2.2 Graphical representation of membership coefficients
To date, several software have been devised to estimate membership coefficients and assign individuals to latent clusters (e.g. Wollstein and Lao, 2015). BITE accepts output files from the most commonly used model-based ancestry estimation software, such as Admixture (Alexander et al., 2009), FastSTRUCTURE (Raj et al., 2014) and sNMF (Frichot et al., 2014), and offers an improved graphical representation, by keeping the color of a given genomic component constant throughout cluster solutions, thus easing the interpretation of results.
Bar plot representations can be returned either in classical fashion using membercoef.plot function, or in circular fashion (both full and half circle) with membercoef.circos function, as in Circos software (http://www.circos.ca/), using a modified code from RCircos package (Zhang et al., 2013). The circular plot comes in handy particularly when many populations and Ks are plotted at the same time (Figure 1A).

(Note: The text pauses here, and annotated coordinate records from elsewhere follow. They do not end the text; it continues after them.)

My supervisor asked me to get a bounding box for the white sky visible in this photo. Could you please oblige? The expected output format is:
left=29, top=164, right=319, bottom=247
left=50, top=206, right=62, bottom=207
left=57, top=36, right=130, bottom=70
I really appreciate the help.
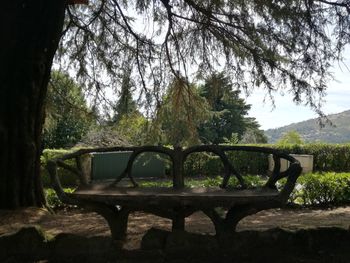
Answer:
left=246, top=48, right=350, bottom=130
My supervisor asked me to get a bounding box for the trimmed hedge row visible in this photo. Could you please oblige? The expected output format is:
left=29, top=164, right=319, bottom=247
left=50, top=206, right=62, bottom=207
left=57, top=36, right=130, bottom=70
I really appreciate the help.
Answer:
left=267, top=143, right=350, bottom=172
left=40, top=149, right=78, bottom=188
left=284, top=172, right=350, bottom=206
left=45, top=173, right=350, bottom=209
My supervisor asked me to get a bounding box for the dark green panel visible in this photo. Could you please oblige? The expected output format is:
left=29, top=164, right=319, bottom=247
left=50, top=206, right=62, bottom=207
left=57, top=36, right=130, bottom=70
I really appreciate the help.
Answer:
left=92, top=152, right=165, bottom=180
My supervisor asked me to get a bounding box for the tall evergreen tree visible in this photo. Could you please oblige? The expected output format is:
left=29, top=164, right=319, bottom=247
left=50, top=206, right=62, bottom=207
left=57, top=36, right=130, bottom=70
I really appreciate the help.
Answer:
left=113, top=68, right=137, bottom=123
left=43, top=71, right=95, bottom=148
left=199, top=73, right=258, bottom=144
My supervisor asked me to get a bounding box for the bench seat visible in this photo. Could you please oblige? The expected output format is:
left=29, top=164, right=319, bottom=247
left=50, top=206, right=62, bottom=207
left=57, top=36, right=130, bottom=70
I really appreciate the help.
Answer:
left=70, top=183, right=279, bottom=208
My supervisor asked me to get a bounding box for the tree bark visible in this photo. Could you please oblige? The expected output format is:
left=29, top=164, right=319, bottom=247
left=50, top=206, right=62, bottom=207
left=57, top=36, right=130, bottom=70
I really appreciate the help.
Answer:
left=0, top=0, right=66, bottom=209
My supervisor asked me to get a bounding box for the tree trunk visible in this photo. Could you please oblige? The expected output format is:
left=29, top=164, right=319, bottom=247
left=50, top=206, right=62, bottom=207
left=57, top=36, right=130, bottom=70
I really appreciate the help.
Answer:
left=0, top=0, right=66, bottom=209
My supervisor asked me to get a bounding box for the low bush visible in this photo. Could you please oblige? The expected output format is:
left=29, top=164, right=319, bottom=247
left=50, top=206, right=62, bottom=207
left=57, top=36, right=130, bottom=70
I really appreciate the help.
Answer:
left=292, top=173, right=350, bottom=205
left=40, top=149, right=78, bottom=188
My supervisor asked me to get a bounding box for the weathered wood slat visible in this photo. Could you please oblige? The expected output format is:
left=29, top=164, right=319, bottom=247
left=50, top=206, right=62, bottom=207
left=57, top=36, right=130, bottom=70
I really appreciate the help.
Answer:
left=71, top=186, right=279, bottom=208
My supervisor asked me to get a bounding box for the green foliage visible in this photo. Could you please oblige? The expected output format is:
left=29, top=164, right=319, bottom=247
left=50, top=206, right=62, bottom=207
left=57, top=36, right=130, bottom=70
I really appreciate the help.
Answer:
left=40, top=148, right=78, bottom=188
left=265, top=110, right=350, bottom=143
left=114, top=111, right=148, bottom=145
left=198, top=73, right=259, bottom=144
left=277, top=131, right=304, bottom=145
left=113, top=67, right=141, bottom=124
left=291, top=172, right=350, bottom=208
left=274, top=143, right=350, bottom=172
left=152, top=78, right=210, bottom=146
left=57, top=0, right=350, bottom=118
left=43, top=71, right=94, bottom=148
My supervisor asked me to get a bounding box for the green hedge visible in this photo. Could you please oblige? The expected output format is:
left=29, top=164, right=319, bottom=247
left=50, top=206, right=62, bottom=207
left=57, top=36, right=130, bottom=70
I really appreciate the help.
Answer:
left=274, top=143, right=350, bottom=172
left=41, top=143, right=350, bottom=187
left=290, top=172, right=350, bottom=206
left=40, top=149, right=78, bottom=188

Finally membercoef.cv helps the user identifying the most likely K by plotting the values of the relevant metrics.
2.3 Gene flow analyses
TreeMix software (Pickrell and Pritchard, 2012) infers the patterns of population splits and mixtures. The treemix.scripts function provides BASH scripts to run TreeMix software either in a conventional way or with the bootstrap procedure, newly implemented in BITE. Both BASH scripts make use of GNU parallel (Tange, 2011) to exploit multi-thread machines. By estimating the robustness of the tree nodes, the bootstrap procedure strengthens the identification of statistically supported population splits and gene flow events. Briefly, after the number of migrations to test (mbest) has been identified, n bootstrap replicates of mbest tree are run and used to build a consensus tree with PHYLIP (Felsenstein, 2016). The consensus tree is then loaded in TreeMix to re-estimate the mbest migrations. The result from Treemix_boostrap.sh script is plotted using treemix.bootstrap (Figure 1B).
The function newick.split, used internally, identifies the branch splits within the Newick tree and assigns the respective bootstrap values to the nodes. treemix.fit returns the fraction of explained variance in relatedness between populations useful to evaluate the fit of the tested TreeMix models. Genetic drift between populations can be visualized as a heatmap using treemix.drift. BITE also includes all original R functions developed by Pickrell and Pritchard (2012) for the graphical representation of TreeMix results.
3 Example
BITE functionalities can be tested using a subset of the data from HapMap Project Phase 3 (Altshuler et al., 2010), comprising 1,011 subjects from 11 human populations and 20,000 randomly selected SNPs mapping to chromosome 2. Data examples, available through bite.trialdata, include i) binary PLINK files, ii) output files from the aforementioned membership estimation software (for K=2 to K=10) and iii) output from TreeMix software run both in conventional (m=0-5) and bootstrap (m=4) mode.
4 Conclusion
The BITE package provides functions for a wide range of applications in biodiversity studies, allowing users to perform fine tuned, customized and advanced analyses. The package is available at https://github.com/marcomilanesi/BITE.
Acknowledgements
MM was supported by grant 2016/05787-7, São Paulo Research Foundation (FAPESP). EV was supported by the Doctoral School on the Agro-Food System (Agrisystem) of the Università Cattolica del Sacro Cuore (Italy).
Conflict of Interest: none declared.